The most important change that the Festival has to wrestle with, however, is the change of today. It is the responsibility of all art, or at least so they say, to hold a mirror up to the world and invite us all to discuss, or at least acknowledge, what is reflected. And this, ultimately, is down to the artists. Back in 2002, the world was still catching its breath from the September 11th attacks and bracing itself for a long and dirty war. Terrorism was your next door neighbour and fear was the very food we ate. It was a comedian's dream.
And what of the now? We’ve already established that we’re all stone broke. The world population has just recently hit the 7 billion mark. Syria is being more than a little bit naughty and Scotland has to start thinking about what it really wants for itself. And that’s just the tip of the ice berg. Don’t even get me started on the Cruise/Holmes fiasco…..man, we’re all screwed.

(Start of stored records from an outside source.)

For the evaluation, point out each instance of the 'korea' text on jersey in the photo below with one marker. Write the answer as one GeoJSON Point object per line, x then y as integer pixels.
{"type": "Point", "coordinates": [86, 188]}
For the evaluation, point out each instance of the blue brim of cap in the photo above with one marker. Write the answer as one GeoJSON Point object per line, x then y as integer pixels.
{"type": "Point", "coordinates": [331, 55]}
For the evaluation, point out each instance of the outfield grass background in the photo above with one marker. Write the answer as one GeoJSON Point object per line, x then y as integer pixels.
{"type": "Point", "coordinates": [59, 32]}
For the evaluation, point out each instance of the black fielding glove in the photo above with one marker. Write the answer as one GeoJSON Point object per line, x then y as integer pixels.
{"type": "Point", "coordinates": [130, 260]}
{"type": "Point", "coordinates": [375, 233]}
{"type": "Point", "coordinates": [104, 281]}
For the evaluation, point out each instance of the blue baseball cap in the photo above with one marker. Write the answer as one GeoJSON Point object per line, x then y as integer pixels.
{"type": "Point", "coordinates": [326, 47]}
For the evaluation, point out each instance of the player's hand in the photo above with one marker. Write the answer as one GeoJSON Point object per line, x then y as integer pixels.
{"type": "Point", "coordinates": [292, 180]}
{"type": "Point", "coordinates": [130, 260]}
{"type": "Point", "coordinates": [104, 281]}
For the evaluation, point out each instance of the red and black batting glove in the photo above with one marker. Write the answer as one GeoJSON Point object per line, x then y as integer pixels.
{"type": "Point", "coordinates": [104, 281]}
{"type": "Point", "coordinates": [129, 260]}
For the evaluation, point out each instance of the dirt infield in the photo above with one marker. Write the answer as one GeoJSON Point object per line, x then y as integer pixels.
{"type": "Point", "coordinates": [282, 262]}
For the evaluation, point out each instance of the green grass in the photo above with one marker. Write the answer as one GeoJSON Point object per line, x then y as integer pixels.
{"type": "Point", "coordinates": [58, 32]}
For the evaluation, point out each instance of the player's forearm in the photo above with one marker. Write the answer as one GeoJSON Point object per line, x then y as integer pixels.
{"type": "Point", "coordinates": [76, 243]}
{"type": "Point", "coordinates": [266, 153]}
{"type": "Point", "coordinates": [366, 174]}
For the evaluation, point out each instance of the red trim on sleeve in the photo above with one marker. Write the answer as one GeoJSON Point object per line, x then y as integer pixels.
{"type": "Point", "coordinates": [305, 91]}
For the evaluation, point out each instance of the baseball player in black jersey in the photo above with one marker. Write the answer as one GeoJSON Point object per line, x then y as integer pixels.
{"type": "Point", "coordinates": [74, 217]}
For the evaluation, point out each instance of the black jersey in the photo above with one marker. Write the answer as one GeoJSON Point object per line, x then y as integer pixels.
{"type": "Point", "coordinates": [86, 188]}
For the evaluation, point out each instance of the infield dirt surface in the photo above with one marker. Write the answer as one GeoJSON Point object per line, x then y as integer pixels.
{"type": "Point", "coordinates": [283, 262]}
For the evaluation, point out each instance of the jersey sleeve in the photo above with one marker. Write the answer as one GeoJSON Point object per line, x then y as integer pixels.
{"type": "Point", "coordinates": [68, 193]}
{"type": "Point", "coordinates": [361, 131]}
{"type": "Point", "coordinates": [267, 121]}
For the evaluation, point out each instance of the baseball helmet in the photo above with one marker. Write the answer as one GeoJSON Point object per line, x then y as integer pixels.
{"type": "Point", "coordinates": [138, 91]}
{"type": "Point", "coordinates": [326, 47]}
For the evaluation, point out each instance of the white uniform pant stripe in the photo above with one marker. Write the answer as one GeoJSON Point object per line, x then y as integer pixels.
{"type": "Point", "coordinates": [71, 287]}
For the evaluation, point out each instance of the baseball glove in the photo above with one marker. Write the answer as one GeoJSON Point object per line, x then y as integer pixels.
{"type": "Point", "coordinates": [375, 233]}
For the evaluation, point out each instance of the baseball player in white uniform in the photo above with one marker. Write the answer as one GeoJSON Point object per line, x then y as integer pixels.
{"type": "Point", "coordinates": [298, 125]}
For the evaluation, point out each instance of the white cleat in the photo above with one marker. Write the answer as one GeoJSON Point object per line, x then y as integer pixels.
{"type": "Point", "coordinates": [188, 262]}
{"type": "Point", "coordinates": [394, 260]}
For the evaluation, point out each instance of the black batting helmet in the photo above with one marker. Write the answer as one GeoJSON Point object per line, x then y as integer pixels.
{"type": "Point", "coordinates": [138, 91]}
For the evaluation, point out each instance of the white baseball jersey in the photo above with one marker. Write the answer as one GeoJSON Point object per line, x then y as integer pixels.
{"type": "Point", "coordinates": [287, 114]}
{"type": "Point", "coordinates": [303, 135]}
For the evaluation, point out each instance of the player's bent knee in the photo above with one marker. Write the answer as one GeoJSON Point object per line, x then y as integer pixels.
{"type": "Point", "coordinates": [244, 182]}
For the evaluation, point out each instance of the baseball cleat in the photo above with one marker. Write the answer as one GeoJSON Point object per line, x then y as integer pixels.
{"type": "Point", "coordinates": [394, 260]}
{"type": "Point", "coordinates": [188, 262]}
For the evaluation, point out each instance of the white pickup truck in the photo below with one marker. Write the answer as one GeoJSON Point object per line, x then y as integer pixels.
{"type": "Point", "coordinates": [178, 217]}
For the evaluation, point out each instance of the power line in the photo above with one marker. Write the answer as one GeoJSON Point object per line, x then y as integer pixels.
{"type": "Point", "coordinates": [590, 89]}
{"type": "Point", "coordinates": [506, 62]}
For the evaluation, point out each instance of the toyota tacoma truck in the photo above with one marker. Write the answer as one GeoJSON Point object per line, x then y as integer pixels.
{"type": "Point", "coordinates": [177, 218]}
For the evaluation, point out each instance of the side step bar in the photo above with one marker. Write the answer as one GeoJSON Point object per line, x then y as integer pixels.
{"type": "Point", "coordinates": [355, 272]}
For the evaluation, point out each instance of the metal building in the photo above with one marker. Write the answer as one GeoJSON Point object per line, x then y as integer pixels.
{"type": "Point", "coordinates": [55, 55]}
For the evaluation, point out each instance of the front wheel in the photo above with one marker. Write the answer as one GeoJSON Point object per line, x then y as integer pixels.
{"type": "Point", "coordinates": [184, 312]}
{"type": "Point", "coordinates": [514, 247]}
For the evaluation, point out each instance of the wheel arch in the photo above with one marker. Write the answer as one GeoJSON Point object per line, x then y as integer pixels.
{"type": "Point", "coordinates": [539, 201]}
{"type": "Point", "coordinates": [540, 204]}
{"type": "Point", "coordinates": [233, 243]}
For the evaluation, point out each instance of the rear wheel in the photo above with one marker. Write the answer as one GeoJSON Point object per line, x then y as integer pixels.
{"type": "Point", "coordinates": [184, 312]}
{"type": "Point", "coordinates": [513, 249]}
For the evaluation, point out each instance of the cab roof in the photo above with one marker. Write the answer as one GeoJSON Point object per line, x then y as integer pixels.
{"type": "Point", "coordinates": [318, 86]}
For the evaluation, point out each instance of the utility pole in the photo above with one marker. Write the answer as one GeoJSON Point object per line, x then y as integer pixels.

So, I look to the kitchen wall for comfort. John and Eades: Fringe 2002. That was my Festival back then. The street sign. The dancing. The inexplicable facial hair…. The same Festival that some of you may have yet to experience. Random parties with random people. Sitting up all night drinking green wine, talking about the cosmos, God, theatre, art, Marxism, truth, lies and honesty. All the things that might seem a little pretentious and over Ernest later on, but a fun journey to take all the same. That journey has brought me to my new Festival. I still strive to encounter liberating knowledge and an inquisitive atmosphere and even stretch for a glass of the house red pre (maybe even post) show. It’s just, these days, my festival is more of a quiet festival (if that’s not an oxymoron).
Our own experience of the Festival changes as the years go by. Just as the venues, prices and artistic focus shift with the times. But if I have got any advice for this August at all, I must draw your attention to one other piece of news that I forgot to mention: It’s 2012. The world is going to end. Go nuts!